Under the new policy, the construction and rental of accessory dwelling units within Bellevue city limits will now be allowed to take place.
Accessory dwellings—also known as mother-in-law apartments—are attached or detached dwellings that are secondary in nature to a primary residential unit and cannot be sold separately from the primary residence.
Just as took place at the P&Z's recent meeting on the accessory dwelling issue, Thursday's discussion at the City Council level drew a large number of city residents who came to support the change.
The change in the city's policy will come as a great benefit to many residents, some of whom have aging parents or other family members who would like to live in Bellevue but can't afford to, Bellevue resident Lori Israel said.
Accessory dwellings can provide a greater sense of privacy for those living in them, Israel said.
"It needs to be a complete separate unit," she said.
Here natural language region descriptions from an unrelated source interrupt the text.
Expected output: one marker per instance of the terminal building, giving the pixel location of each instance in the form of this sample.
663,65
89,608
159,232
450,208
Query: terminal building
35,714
Despite citizens' overwhelming support for the idea, the entire council didn't immediately warm to the policy change.
For a brief period, it appeared as though longtime Bellevue Councilwoman Vivian Ivie might be the lone holdout, saying no to accessory dwelling units.
After hearing every citizen strongly supporting it, however, Ivie seemed to change her mind and eventually voted along with the rest of the council to unanimously approve the change.
Bellevue was originally formed as a single-family housing unit community, Ivie said. "It's just hard for me to let go of that," she said.
Under the new rules approved by the council, accessory dwellings in Bellevue may only be provided in conjunction with single-family dwelling units and not as an addition to a duplex or multi-family unit. Additionally, they will only be allowed on lots 6,000 square feet or greater in size that directly abut improved public streets.
To be approved for construction, accessory dwelling units would still have to go through a detailed design review process before Bellevue P&Z commissioners.
Based on a request by Bellevue Planning and Zoning Administrator Craig Eckles, the council only voted to proceed with the first of three public readings on the change. Eckles made the request so he could clean up several aspects of the city's design review ordinance to better address design review for accessory dwelling units.
Once those changes are made, the council will proceed with the final two readings to approve the new policy.
In other Bellevue news:
• During the same meeting, council members voted to approve two new ordinances that will be a critical component of the city's consideration of three large annexation requests for lands northeast and south of Bellevue. Approved were both a planned unit development ordinance and a development agreement ordinance. Both were in the drafting process for about a year.